Rep. Pete Hoekstra, former chair of the House Intelligence Committee and candidate for governor in 2010, is outraged — outraged — that Nancy Pelosi would dare to accuse the CIA of giving less-than-comprehensive briefings or, worse yet, of lying to Congress. Those accusations, he said on CNN, are “outrageous.” And on Fox News he said, in essence, it’s one thing to criticize the CIA’s performance, but quite another to accuse them of lying. But as ThinkProgress points out, Hoekstra has accused the CIA of lying to Congress himself more than once.

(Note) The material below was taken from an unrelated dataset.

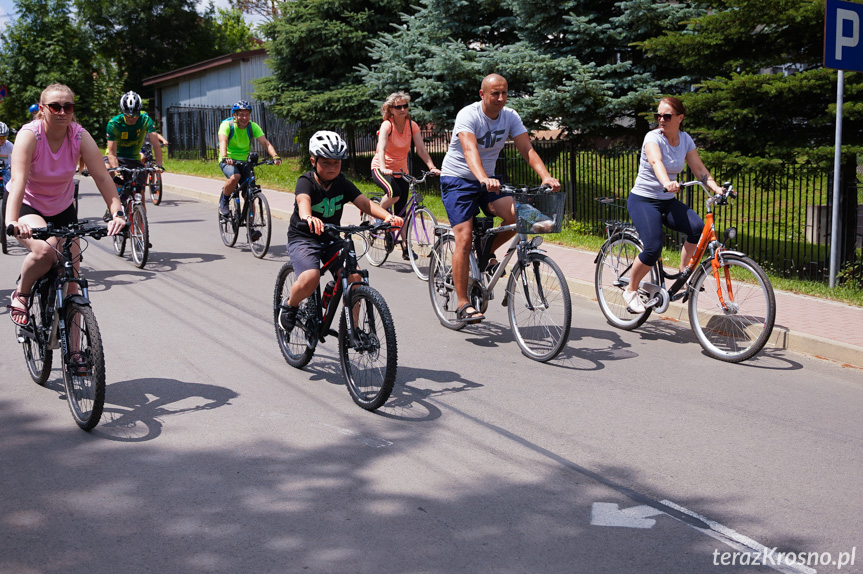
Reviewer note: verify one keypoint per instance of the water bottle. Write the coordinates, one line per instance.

Hoekstra’s repeated objections to Pelosi accusing the CIA of having lied to Congress is quite odd given the fact that he’s made nearly identical claims on multiple occasions. As Marcy Wheeler first noted, Hoekstra wrote a letter to President Bush in 2006 accusing the intelligence community of withholding information on their activities from Congress. “I have learned of some alleged Intelligence Community activities about which our committee has not been briefed,” Hoekstra wrote. He said that he believed the Bush administration’s failure to fully brief his committee could constitute “a violation of law“…
Similarly, in 2007, Hoekstra described a closed-door briefing by representatives from the intelligence community (including CIA) on the National Intelligence Estimate of Iran’s nuclear capability, saying that the members “didn’t find [the briefers] forthcoming.” More recently, in November 2008, Hoekstra concluded that the CIA “may have been lying or concealing part of the truth” in testimony to Congress regarding a 2001 incident in which the CIA mistakenly killed an American citizen in Peru. “We cannot have an intelligence community that covers up what it does and then lies to Congress,” Hoekstra said of the incident.
In related news, the pot and the kettle have just boarded a plane for Vegas, where they plan to get married.